In truth, only in hindsight will we know exactly how best to have responded – thus the difficulty in estimating projected casualties to be 100,000 or 240,000, as reflected in a recent analysis. Even those speculative numbers have been revised upward.

The President and other leaders face damnation on either side – act too slowly, and they are blamed for mass graves; act too rashly, they will be faulted for eviscerating the economy. And the howling of political sirens of both extremes fills all ears with terror. Some allege that the threat is overblown, or that the entire alarm is a hoax -- a move by a New World Order and elitists to enslave us all. Which is worse? -- an enslaving plague or a plague of enslavers? It is not just our leaders who are navigating between two existential threats.

If we overreact, we may have abandoned freedoms and plunged our national and global economies into a downward spiral from which we cannot easily return. Yet, if we balk for such fears, how bad could it get?

There is indeed a middle course. Serological tests are being developed which will allow reliable assessment of those infected who may safely return to normalcy; many who have been tested positive but recovered can go back to work; some drugs promise to reduce mortality rates and save lives. We will emerge from “the curve” in due time. Despite uncertainty, we certainly must bravely discern the light at this dark tunnel’s end.

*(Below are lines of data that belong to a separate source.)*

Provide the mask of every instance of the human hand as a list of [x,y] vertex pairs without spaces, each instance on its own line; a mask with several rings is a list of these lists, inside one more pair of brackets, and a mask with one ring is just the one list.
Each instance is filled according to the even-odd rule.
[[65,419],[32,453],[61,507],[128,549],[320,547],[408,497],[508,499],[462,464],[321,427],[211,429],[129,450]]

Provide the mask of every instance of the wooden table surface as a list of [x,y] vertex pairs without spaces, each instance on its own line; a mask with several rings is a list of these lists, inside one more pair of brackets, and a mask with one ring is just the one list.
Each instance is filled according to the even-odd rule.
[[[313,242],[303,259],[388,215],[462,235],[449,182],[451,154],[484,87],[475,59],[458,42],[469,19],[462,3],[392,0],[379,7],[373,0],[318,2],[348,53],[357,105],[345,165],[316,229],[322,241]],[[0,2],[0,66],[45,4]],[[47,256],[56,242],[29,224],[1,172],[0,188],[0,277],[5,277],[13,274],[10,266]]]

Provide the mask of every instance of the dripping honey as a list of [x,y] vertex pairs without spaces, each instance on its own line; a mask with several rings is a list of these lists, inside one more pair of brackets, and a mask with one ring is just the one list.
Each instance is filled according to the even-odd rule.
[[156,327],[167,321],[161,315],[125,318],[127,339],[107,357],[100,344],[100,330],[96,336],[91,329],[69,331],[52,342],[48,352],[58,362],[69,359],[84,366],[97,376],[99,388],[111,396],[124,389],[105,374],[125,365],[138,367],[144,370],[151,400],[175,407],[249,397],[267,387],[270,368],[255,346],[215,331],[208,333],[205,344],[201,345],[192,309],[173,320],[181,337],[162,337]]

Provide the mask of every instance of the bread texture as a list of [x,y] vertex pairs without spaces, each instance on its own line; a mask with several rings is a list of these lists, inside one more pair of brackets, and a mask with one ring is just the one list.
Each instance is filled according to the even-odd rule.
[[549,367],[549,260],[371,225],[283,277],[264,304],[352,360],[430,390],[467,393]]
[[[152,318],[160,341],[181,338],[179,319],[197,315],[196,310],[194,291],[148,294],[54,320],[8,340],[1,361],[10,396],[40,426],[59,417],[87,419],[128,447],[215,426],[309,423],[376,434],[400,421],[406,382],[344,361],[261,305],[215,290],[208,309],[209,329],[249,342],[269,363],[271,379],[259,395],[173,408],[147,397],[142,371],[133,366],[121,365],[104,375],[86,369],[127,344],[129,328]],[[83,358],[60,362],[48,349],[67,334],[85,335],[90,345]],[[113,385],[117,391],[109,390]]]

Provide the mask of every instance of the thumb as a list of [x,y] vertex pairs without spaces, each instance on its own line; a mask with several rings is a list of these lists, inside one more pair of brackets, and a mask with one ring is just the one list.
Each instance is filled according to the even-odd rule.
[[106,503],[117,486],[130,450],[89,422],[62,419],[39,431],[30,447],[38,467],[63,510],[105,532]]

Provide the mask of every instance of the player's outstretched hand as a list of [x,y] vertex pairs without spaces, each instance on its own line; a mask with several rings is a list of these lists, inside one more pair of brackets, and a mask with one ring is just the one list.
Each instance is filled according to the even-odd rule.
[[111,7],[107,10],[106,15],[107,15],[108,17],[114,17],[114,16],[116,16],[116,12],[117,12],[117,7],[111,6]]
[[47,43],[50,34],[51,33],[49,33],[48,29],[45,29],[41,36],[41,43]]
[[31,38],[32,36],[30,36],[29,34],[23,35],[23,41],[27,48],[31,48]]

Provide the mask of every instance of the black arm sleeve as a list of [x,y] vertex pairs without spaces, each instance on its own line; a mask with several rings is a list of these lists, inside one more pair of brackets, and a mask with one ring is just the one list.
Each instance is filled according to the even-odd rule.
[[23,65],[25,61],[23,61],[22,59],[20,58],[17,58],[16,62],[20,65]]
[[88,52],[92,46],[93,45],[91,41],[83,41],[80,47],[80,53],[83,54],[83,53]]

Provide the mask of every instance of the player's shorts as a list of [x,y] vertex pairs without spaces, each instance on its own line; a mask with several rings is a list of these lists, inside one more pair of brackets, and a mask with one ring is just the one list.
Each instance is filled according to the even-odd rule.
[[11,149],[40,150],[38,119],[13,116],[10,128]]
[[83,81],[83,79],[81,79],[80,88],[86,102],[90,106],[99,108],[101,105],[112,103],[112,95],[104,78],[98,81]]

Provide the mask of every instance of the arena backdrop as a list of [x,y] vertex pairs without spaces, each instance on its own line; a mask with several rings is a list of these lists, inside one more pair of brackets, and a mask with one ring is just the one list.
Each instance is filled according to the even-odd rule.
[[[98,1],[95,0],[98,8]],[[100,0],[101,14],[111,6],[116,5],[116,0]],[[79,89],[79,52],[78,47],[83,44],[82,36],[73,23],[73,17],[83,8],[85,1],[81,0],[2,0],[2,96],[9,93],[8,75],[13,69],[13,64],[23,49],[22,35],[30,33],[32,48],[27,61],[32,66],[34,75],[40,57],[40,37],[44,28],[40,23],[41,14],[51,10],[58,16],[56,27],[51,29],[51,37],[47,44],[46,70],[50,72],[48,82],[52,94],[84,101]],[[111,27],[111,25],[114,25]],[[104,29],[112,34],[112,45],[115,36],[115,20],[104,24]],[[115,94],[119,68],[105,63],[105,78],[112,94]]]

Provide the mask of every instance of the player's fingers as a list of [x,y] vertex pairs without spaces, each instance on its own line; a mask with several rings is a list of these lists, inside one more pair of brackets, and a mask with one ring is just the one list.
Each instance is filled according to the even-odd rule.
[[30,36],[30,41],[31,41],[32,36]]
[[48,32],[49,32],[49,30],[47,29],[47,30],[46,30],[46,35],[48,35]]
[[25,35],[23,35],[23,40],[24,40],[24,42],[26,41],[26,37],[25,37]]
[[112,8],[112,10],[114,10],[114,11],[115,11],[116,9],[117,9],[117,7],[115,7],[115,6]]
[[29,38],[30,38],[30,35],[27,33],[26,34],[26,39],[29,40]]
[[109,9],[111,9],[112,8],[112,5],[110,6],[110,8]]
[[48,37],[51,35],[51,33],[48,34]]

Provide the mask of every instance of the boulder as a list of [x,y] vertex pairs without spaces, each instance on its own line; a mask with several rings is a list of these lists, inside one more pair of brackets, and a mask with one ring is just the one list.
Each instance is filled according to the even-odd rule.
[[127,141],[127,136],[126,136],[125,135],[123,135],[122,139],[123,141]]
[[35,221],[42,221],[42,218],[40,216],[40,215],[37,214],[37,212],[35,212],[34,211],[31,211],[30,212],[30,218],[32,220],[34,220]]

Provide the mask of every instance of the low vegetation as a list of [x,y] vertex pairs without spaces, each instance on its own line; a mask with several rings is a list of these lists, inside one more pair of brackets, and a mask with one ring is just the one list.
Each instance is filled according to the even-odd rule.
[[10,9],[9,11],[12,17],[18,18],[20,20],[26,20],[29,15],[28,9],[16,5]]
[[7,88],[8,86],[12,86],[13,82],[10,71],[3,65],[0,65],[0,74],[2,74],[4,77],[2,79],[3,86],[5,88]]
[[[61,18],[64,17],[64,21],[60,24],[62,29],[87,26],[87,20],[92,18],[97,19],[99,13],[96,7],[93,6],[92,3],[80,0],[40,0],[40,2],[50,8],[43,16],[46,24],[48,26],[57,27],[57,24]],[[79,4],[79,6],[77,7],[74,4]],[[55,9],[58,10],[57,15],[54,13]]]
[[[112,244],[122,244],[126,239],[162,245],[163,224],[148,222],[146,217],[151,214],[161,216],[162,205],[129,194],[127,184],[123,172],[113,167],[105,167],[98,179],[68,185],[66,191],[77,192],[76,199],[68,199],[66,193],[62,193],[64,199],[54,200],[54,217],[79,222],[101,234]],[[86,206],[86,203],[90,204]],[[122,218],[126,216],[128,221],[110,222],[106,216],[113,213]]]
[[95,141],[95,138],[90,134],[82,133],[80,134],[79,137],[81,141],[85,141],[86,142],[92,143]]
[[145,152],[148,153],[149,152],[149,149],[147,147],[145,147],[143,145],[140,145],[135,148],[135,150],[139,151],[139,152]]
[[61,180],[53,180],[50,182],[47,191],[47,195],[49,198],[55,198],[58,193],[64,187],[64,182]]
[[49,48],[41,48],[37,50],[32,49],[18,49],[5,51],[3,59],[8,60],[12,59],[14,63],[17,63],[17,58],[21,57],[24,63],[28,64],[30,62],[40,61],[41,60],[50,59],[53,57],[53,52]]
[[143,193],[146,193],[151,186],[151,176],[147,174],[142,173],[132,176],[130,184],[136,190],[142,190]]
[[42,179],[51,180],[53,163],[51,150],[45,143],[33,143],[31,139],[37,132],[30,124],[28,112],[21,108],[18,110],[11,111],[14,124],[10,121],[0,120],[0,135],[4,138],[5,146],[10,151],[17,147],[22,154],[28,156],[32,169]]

The White House indicates that without restrictive measures, millions might die. Should that prove true, it would not bode well in the November elections that many on the Right dilly-dallied by alleging a conspiracy, even as their President called for restraint. The United Kingdom reported 1,000 virus deaths March 28th; 3,000 one week later. The numbers there suggest nearly 10% of those infected over the age of 80 succumb; 5% of those over 70. Another report estimates a hospitalization rate of 19% for over-80s. If hospitals are overrun, many patients are denied care, and the rates of death climb. Thus, emerging data from Spain and Italy suggest an across-the-board mortality rate exceeding 10%, and this may exclude uncounted victims who perished at home.

Some claim New York City is lying by counting all those who test positive at death as virus victims, but what of those who die who do not have coronavirus but would have lived had they received routine care but did not because of COVID-19? Protocols are shifting so that EMTs will not “bag” heart attack or overdose victims – is New York City lying (and underreporting causative deaths) by excluding those?

Exact measurements are simply impossible, but a generalized assessment yields frightening potential impacts in America. In 2016, there were an estimated 49.2 million Americans over age 65; in 2017, an estimated 26.55 million were aged 75 or over. No degree in rocket science required. New York experienced 630 (alleged) coronavirus deaths in one day: this is not a run-of-the-mill flu. This is why the White House warns that if Americans ignore this contagion, millions could perish.

In 1918, the Spanish Flu was not dismissed as a media-crafted fabrication. The current distrust of the mainstream media, and of the federal government, is warranted – they’ve both earned it. The MSM may though be that boy who cried wolf, now telling the truth while many scoff at the reality for Italy, Spain, the UK, France, and other nations. If so, those scoffers may pay both a medical and a political price. Indeed, a fictitious claim of false alarm would later serve those who desire to force vaccines or quarantines upon the citizenry.

In such event, America would lose all three parts of its exceptional equation – the life part, the liberty part, and the pursuit of happiness. That is a bad recipe. We would do better to seek the path that best balances the preservation of all three.